Black Myth: Wukong launched yesterday and immediately broke Steam records, peaking at over 2.2 million concurrent players: the highest ever recorded for a single-player game on the platform. For context, that figure beats Elden Ring’s concurrent peak by roughly four times.
The achievement is significant for multiple reasons. Black Myth: Wukong is the first major AAA title from a Chinese developer to achieve mainstream global success at this scale. Game Science, founded in 2014, had one previous release: a mobile game. The jump from that to a technically polished action RPG built in Unreal Engine 5, featuring one of the most visually impressive environments seen in the medium, is considerable.
The game is based on the 16th-century Chinese novel Journey to the West and follows the Destined One, a monkey-king figure, through mythological environments drawn from the source material. The combat system is demanding but less systemic than FromSoftware comparisons suggest: it is closer to an action game with RPG depth than a Soulslike.

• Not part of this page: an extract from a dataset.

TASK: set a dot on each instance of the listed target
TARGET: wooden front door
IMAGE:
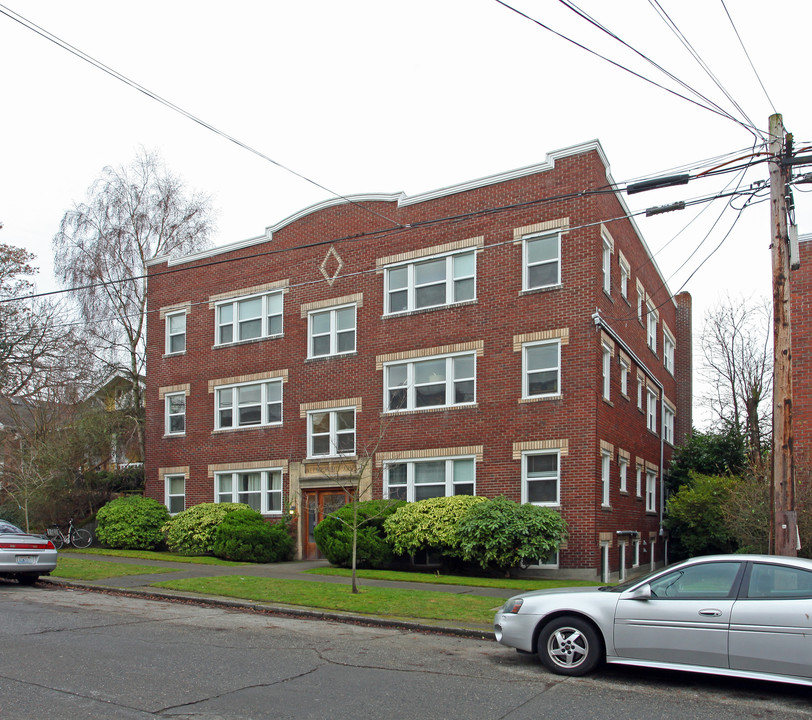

Early reviews have been strongly positive, though a few critics noted inconsistent pacing in the second half. Technical performance has been flagged as demanding: maxing settings on anything below a 5080 at 4K without upscaling is currently not achievable.
The PS5 version was initially planned as a day-one release but was delayed. A confirmed release date has not been given at time of writing.
The numbers are the story today. 2.2 million concurrent players for a single-player game, from a debut AAA developer, built on Chinese cultural source material for a global audience. Whatever comes next from Game Science, they have earned the industry’s full attention.